Oh no, it came as a surprise. No, it came as we didn't know. Um we were appearing at Batley and um … Suddenly I that's why I hate the phone, you see. When the phone rings at one o'clock in the morning … Then I know it's bad news. … And the phone rang like one o'clock and did you know he'd had a heart attack? That was when I was in Wakefield. I was in the hotel in Wakefield. … He was going back to his hotel, and we weren't in the same hotel. … He suddenly felt terrible, felt very bad, and he got this guy to drive his Jensen for him. And this guy said, Oh, I'm not used to driving Jensens, I drive tanks, he said.
Presenter asks
23:05Do you think, had he lived, that you would still have been together?

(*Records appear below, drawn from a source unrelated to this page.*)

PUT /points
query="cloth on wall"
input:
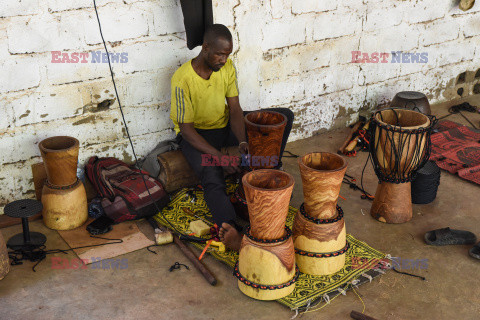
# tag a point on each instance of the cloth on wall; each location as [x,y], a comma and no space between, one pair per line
[197,15]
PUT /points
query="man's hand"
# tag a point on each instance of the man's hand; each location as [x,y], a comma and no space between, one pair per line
[243,147]
[232,167]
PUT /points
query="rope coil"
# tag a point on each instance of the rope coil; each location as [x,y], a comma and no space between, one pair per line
[399,162]
[282,239]
[249,283]
[323,255]
[322,221]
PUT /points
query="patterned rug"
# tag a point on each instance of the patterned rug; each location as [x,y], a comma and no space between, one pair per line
[309,290]
[456,148]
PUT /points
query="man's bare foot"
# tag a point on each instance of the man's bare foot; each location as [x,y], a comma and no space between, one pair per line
[230,236]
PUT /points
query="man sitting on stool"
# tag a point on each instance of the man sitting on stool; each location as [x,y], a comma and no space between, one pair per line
[204,124]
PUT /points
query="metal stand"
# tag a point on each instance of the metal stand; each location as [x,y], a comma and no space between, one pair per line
[24,209]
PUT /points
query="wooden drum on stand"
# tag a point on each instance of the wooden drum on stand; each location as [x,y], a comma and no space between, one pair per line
[266,265]
[63,196]
[400,145]
[319,228]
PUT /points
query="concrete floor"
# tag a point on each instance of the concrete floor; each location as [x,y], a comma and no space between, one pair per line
[147,290]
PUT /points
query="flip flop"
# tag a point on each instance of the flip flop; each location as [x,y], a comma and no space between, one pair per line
[475,251]
[447,236]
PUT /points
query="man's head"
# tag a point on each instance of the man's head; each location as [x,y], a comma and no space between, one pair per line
[217,46]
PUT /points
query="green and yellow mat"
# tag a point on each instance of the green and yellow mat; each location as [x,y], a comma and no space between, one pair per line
[309,290]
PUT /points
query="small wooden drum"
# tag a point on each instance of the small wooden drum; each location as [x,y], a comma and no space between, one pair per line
[266,263]
[400,145]
[265,133]
[319,233]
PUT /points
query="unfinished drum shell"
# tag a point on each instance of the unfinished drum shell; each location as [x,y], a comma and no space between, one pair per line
[265,134]
[60,157]
[266,266]
[64,208]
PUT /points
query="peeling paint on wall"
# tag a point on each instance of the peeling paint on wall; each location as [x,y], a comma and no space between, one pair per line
[293,54]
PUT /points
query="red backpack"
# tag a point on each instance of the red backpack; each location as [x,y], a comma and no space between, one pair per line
[123,189]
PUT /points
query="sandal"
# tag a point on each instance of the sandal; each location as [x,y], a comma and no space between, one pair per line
[447,236]
[475,251]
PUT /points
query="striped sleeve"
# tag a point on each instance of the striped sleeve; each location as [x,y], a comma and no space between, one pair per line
[181,110]
[232,86]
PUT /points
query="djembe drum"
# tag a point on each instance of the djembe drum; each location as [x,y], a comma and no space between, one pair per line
[265,134]
[319,229]
[400,145]
[63,196]
[266,263]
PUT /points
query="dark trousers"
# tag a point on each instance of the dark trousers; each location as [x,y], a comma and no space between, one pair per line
[211,177]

Yes, I do. I think we would have been doing a Christmas show.
Presenter asks
24:31Was it for you a case of feeling in a sense that half of you had died too?
Well, we go back to when I first saw him give his audition, when he walked on to that stage. … But he's burying his um … Lollipop … and sang … I'm not all there, there's something missing. And that is what is the song when people see me. I'm not all there, there's something they expect to see. … Like somebody said the other day. … Uh excuse me, but um … Was it you or Eric that died? … What a remark. People get the confusion, you know. But I don't get any spirit messages, by the way. It's not like my father, you know, my father. But I do dream about him.
Presenter asks
29:15What do you think of today's comedians? Do you have a favourite?
I think Russ Abbott is uh the best commercial comedian we've got today. … On television, because he's good looking, he's got a lot going for him. He's excellent. The other ones. … They're just a little bit too um rude for me. I mean, it's not my generation. And they do talk about very personal things that I find a little bit embarrassing. I watched Fry and Lauria the other day. No, I like them. I think they're very good. … And then suddenly they come out with something that frightens the living daylights out of me. … I'tis to me, yeah, when they talk about personal, sexual, intimate things, I find … I don't like that sort of conversation on television.
“I comb them every morning, of course. I display them too.”
“I never won a two-pair hair. I've got the most beautiful hair. You can run through it barefoot if you'd like.”
“My father's always with me, you know. I know it sounds funny to say that, but he's with me now, or inside me.”
“Was it you or Eric that died? … What a remark. People get the confusion, you know.”
“I'm not all there, there's something missing.”